Zhang Yu-Hang, Li Hao, Zeng Tao, Chen Lei, Li Zhandong, Huang Tao, Cai Yu-Dong
School of Life Sciences, Shanghai University, Shanghai, China.
Channing Division of Network Medicine, Brigham and Women's Hospital, Harvard Medical School, Boston, MA, United States.
Front Cell Dev Biol. 2021 Jan 11;8:627302. doi: 10.3389/fcell.2020.627302. eCollection 2020.
The world-wide Coronavirus Disease 2019 (COVID-19) pandemic was triggered by the widespread of a new strain of coronavirus named as severe acute respiratory syndrome coronavirus 2 (SARS-CoV-2). Multiple studies on the pathogenesis of SARS-CoV-2 have been conducted immediately after the spread of the disease. However, the molecular pathogenesis of the virus and related diseases has still not been fully revealed. In this study, we attempted to identify new transcriptomic signatures as candidate diagnostic models for clinical testing or as therapeutic targets for vaccine design. Using the recently reported transcriptomics data of upper airway tissue with acute respiratory illnesses, we integrated multiple machine learning methods to identify effective qualitative biomarkers and quantitative rules for the distinction of SARS-CoV-2 infection from other infectious diseases. The transcriptomics data was first analyzed by Boruta so that important features were selected, which were further evaluated by the minimum redundancy maximum relevance method.
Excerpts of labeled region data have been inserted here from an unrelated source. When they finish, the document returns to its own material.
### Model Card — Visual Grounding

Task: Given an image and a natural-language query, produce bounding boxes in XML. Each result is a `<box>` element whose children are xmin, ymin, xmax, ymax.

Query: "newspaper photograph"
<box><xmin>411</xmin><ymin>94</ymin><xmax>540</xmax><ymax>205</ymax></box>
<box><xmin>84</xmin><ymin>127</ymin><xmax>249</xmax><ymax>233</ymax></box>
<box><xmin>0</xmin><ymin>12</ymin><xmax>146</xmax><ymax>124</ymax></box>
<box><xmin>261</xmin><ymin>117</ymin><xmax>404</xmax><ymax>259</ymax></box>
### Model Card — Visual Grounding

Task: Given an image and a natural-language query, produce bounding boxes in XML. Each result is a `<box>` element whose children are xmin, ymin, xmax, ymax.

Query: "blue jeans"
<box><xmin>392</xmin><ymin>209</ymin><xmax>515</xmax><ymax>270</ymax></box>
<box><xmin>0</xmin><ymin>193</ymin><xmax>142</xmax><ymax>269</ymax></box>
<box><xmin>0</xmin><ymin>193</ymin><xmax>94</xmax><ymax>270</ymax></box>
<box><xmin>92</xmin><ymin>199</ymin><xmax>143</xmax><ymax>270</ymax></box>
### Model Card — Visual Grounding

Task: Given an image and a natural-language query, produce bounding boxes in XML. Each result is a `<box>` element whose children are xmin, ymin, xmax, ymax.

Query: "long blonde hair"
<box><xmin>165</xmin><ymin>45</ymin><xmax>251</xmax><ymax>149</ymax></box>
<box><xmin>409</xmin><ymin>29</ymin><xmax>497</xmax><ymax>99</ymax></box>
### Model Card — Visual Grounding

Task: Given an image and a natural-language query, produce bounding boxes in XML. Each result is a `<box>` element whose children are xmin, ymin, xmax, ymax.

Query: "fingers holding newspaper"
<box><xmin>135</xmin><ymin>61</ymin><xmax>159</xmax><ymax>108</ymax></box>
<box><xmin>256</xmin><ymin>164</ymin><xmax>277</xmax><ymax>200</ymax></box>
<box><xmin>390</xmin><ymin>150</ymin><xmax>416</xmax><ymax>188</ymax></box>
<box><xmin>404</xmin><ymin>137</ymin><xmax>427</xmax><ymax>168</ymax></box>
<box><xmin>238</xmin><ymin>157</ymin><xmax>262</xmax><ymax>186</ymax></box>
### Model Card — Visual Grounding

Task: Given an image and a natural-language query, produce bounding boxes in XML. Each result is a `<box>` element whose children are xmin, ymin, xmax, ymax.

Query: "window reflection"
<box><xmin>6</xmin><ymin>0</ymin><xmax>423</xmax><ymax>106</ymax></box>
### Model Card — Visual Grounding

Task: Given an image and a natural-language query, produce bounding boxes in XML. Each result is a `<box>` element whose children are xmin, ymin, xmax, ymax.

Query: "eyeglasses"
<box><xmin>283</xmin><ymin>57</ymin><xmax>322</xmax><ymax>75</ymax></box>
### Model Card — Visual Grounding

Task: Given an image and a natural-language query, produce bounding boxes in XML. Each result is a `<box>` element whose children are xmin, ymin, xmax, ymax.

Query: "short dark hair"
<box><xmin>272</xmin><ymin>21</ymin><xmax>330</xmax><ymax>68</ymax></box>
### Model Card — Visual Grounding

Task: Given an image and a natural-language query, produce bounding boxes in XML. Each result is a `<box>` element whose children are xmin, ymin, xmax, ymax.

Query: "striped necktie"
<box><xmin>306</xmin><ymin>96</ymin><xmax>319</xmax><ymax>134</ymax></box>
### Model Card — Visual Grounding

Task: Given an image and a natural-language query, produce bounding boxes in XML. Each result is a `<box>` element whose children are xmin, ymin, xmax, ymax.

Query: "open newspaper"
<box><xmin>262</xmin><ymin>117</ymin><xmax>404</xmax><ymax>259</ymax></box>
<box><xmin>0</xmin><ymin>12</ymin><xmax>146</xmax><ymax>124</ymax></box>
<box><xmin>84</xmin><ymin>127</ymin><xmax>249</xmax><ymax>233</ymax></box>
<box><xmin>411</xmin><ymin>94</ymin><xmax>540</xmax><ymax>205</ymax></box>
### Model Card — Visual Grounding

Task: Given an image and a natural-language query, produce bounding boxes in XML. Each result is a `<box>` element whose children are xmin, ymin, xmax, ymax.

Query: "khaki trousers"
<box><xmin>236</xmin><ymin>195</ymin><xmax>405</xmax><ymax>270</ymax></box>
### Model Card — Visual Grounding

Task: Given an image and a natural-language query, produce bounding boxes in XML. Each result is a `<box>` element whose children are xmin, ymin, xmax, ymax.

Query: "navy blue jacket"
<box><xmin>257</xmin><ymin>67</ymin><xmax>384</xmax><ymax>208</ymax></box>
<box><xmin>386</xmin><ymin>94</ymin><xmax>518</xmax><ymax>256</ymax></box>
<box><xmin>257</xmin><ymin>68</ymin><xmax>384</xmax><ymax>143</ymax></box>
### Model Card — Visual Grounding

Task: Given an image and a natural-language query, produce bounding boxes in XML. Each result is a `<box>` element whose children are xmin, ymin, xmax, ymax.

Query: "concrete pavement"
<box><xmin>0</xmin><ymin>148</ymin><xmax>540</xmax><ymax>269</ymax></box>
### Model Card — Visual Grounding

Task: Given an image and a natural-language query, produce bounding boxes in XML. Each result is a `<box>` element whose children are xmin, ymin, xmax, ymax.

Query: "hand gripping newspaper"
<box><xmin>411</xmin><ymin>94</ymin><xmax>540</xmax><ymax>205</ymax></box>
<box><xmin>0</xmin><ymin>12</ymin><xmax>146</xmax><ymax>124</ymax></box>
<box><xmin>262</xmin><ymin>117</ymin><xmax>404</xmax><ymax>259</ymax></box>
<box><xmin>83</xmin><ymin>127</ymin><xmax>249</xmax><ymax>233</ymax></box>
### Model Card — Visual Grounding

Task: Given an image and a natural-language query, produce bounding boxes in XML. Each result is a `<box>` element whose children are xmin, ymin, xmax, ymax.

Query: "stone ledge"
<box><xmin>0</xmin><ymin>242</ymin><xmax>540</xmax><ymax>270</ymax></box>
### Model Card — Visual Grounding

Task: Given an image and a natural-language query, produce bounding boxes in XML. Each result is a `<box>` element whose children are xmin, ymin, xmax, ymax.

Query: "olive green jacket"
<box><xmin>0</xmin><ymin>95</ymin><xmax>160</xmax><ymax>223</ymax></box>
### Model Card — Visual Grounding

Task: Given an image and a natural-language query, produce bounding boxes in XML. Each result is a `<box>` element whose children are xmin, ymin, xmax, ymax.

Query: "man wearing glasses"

A feature list was produced. This list was fed into the incremental feature selection, incorporating some classification algorithms, to extract qualitative biomarker genes and construct quantitative rules. Also, an efficient classifier was built to identify patients infected with SARS-COV-2. The findings reported in this study may help in revealing the potential pathogenic mechanisms of COVID-19 and finding new targets for vaccine design.
2019年全球冠状病毒病(COVID-19)大流行是由一种名为严重急性呼吸综合征冠状病毒2(SARS-CoV-2)的新型冠状病毒传播引发的。该疾病传播后,立即开展了多项关于SARS-CoV-2发病机制的研究。然而,该病毒及其相关疾病的分子发病机制仍未完全揭示。在本研究中,我们试图识别新的转录组特征,作为临床检测的候选诊断模型或疫苗设计的治疗靶点。利用最近报道的急性呼吸道疾病上呼吸道组织的转录组学数据,我们整合了多种机器学习方法,以识别区分SARS-CoV-2感染与其他传染病的有效定性生物标志物和定量规则。转录组学数据首先通过Boruta进行分析,以便选择重要特征,然后通过最小冗余最大相关性方法对这些特征进行进一步评估。生成了一个特征列表。该列表被输入到增量特征选择中,并结合一些分类算法,以提取定性生物标志物基因并构建定量规则。此外,还构建了一个高效的分类器来识别感染SARS-CoV-2的患者。本研究报告的结果可能有助于揭示COVID-19的潜在致病机制,并为疫苗设计找到新的靶点。